Facéties d'un vieux Dragon pour faire rire le petit ! 
C'est l'heure de la préparation du thé pour les grands, sous l'oeil attentif de petit Georges, très intéressé par les sabliers, 
un Xiang Ming Gu Shu 2015, infusé dans cette belle théière dont ma belle-fille me traduit les caractères. 
Jeune, fougueux et assez astringent, Claude ne reconnaît pas le goût des Pu Er servis avec les repas dans certains restaurants de Taipei, forcément, ce sont en général des Shu plus basiques. Tout à coup, un petite voix me dit : "moi Nanny, je bois du thé blanc" en levant son verre d'eau, pourquoi ne suis-je pas surprise par cette remarque ?... Après la lecture (et relecture) de son livre préféré du moment Tokoyo et le tombeau du serpent de mer magnifiquement illustré, il est temps de nous quitter. A très vite petit Dragon , tu me manques déjà... Ce dimanche, mes rituels du matin : 
choisir une musique en accord avec le thé du jour : un
Yunnan golden pearls infusé dans une théière aux couleurs de la saison, il me faudra bien cela pour me réveiller, ma copine Viviane veut m'emmener à ... Bruxelles, je n'ai pas trop envie mais c'est aussi la journée du patrimoine et elle veut me faire découvrir un lieu insolite que je ne connais sans doute pas. 

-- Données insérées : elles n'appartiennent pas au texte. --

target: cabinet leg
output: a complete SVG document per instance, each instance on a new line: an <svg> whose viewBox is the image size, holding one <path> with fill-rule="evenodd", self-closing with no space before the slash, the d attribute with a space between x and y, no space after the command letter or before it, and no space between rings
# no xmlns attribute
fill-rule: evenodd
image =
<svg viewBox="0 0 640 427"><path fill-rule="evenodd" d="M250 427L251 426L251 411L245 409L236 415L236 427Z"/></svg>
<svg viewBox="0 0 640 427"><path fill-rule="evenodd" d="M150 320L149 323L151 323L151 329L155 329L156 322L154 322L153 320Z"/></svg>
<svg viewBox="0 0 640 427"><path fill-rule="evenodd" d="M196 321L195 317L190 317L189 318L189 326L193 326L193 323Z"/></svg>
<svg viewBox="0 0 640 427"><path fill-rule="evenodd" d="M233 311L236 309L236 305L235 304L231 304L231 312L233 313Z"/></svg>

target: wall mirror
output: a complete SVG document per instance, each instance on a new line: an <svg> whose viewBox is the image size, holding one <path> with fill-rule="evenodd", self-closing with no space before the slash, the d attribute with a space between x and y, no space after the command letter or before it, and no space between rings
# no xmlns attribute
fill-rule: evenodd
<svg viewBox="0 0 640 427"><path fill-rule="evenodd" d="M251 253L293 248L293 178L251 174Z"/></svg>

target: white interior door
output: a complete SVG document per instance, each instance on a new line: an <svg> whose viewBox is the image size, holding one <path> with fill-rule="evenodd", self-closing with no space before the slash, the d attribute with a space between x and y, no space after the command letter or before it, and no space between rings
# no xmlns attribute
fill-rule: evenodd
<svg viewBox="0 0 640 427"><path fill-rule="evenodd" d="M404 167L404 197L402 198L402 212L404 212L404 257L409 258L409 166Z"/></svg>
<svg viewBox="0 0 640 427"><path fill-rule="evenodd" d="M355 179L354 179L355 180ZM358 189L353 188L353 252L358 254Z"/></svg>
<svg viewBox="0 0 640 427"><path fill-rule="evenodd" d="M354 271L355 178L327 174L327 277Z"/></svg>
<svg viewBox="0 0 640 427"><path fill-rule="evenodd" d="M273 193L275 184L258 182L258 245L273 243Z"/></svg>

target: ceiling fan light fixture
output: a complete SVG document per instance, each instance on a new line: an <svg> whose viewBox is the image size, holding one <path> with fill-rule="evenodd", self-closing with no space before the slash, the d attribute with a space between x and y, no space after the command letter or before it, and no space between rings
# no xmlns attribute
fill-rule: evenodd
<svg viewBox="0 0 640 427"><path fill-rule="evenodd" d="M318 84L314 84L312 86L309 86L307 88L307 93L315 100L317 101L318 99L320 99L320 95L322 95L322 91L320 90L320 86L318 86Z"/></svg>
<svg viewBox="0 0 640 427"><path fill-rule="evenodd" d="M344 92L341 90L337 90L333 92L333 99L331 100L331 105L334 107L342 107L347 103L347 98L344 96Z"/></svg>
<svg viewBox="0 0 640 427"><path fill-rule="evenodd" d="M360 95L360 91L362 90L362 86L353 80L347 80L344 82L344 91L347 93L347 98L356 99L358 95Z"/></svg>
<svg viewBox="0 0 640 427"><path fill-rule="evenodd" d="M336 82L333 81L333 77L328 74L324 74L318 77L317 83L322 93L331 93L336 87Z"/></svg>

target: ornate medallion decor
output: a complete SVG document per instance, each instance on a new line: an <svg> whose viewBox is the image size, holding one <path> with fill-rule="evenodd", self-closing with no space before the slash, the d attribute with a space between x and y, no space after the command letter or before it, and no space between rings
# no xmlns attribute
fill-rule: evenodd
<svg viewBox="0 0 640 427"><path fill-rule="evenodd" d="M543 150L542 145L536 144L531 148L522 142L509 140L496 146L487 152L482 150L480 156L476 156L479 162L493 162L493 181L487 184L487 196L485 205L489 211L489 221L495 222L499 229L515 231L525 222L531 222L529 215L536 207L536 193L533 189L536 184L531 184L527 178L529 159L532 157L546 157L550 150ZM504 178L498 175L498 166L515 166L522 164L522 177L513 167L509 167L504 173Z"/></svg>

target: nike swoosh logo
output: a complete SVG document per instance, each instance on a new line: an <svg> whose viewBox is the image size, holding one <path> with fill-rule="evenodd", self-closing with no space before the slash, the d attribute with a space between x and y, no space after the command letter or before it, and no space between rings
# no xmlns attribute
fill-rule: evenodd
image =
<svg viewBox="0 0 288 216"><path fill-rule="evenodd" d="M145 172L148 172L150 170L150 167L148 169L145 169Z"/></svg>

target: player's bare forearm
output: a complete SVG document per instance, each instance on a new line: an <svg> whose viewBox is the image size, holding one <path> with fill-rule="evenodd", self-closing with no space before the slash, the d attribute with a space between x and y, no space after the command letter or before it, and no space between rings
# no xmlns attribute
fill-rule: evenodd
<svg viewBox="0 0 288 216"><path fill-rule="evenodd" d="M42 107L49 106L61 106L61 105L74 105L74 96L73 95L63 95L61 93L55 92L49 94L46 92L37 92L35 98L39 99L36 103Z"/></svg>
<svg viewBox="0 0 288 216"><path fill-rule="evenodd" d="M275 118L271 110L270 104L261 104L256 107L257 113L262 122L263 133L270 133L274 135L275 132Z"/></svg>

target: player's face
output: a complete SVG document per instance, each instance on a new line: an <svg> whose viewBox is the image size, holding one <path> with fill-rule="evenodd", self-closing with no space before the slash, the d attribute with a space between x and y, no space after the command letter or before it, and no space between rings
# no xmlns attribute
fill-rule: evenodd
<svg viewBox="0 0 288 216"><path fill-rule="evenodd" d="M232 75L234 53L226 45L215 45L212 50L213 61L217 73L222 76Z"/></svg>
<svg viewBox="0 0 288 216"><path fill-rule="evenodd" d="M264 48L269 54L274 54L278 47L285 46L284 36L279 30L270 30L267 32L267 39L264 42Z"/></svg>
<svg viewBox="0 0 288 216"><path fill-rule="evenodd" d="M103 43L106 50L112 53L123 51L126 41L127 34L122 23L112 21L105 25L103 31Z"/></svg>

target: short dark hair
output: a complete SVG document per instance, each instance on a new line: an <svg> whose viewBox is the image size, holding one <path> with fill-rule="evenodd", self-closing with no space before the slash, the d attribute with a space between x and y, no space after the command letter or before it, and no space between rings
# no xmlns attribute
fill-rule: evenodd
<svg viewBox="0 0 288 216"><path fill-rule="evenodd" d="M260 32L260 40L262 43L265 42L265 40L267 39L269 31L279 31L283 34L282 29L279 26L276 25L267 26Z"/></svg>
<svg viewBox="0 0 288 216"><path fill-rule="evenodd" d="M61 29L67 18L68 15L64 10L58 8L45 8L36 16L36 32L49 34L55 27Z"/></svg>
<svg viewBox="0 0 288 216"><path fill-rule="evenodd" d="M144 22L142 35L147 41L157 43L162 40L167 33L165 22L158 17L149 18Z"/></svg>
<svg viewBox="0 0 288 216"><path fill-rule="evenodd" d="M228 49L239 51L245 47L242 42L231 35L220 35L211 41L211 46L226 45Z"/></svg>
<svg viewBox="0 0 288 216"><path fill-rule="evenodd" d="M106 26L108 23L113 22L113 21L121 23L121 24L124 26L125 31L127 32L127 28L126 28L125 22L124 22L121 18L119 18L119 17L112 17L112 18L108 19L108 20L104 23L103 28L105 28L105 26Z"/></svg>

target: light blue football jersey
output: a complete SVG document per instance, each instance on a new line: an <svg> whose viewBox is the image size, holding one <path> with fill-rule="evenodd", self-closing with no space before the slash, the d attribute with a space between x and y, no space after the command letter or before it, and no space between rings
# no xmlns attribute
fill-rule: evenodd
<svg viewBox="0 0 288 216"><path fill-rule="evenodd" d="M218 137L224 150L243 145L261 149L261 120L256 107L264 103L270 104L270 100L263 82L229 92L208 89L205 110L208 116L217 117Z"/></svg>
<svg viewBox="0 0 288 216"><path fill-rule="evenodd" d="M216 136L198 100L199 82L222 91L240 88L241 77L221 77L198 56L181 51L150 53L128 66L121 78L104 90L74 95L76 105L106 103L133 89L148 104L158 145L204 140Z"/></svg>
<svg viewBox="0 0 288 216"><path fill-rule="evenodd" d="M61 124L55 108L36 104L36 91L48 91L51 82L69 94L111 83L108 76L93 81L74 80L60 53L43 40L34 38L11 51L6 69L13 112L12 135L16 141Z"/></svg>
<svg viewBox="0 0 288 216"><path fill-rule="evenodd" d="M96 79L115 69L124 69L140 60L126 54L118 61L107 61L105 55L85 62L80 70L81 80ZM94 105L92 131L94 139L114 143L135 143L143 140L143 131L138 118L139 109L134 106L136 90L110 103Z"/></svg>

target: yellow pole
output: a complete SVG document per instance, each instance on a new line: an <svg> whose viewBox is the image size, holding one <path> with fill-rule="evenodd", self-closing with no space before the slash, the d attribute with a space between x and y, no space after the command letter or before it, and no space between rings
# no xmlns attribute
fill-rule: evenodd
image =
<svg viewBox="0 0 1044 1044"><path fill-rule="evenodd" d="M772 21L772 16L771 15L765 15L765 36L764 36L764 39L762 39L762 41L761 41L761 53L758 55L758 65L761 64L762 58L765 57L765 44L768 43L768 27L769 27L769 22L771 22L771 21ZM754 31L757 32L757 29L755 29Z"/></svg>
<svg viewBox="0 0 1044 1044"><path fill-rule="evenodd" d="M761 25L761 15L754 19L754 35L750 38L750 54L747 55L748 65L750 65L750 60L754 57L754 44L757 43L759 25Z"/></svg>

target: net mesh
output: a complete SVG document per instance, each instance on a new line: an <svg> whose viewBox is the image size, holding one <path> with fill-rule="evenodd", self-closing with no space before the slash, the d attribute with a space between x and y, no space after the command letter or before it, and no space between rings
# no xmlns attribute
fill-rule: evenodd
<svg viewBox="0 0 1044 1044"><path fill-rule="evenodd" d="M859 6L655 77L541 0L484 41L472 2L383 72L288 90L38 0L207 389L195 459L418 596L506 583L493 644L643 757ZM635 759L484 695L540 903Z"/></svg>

Je préférerais nettement rester ici et contempler le va-et-vient des habitants ailés ! Mais on va dire que c'est ma journée B.A... Et la récompense pour cette belle intention ? Elle décommande ! 
Vu la couleur du ciel, c'est une bonne idée, 
quelques petites taches bleues dans un ciel menaçant l'ont fait changé d'avis. Envie d'évasion. 
Et de merveilleux souvenirs, 
j'ai acheté ce disque à ces deux artistes, il y a 10 ans déjà, comme si c'était hier. 
Dans la théière, un
Dong Ding infuse, je n'ai pas osé le préparer en gong fu, de peur que ma main droite ne me fasse lâcher les ustensiles précieux. 
Dans la tasse, un liquide dont la couleur me rappelle d'autres souvenirs, le visage rayonnant de ma chère belle-fille et de ses parents m'emmenant vers les terres fertiles de ce thé qui porte le nom de la montagne du même nom, qui signifie
Brume glacée des sommets
. Et j’atteins moi aussi des sommets d'émotions fortes, gustatives par les saveurs subtiles du breuvage associées à ces moments d'éternité que je revis aujourd'hui à des km de cette grande Île où j'ai laissé une partie de mon cœur... Ni le temps ni l'espace n'altèrent le souvenir de leur gentillesse et leur grande générosité. Nous devions d'abord aller à Alishan mais la nature en a décidé autrement : un violent typhon a éventré la route. 
J'en suis à ma troisième théière, des notes légèrement boisées apparaissent à présent laissant celles, plus douces, de miel et de caramel... 
Il y a 10 ans, je pénétrais, les larmes aux yeux, dans cette plantation mythique, je revis cet instant aujourd'hui encore avec la même intensité... En voyant le paysage, on comprend mieux une partie la signification du nom de ce nectar, brume oui, mais pas glacée. Jamais le temps ne me fera oublier cela même si ma mémoire commence à être défaillante pour certaines choses : c'est sans doute ce qui fait la différence entre la rétention de connaissance et cette mémoire des émotions qui marque de manière indélébile des moments si précieux. 
Et comme chaque fois, une pensée émue pour les cueilleuses, particulièrement ici, une des tantes de ma chère belle-fille en est une... Ce week-end plein de surprises s'achève, je n'imaginais pas où il m'emmènerait... J'ai une pensée particulière pour mes deux grandes petites-filles, Mimi et Lili, les vacances sont terminées, une nouvelle année académique les attend. A cette époque-ci, j'ai toujours un peu de nostalgie en pensant à cette rentrée, j'étais prof dans une autre vie, j'ai toujours eu la passion de la transmission et c'est vrai que je rempilerais bien...  pour quelques jours!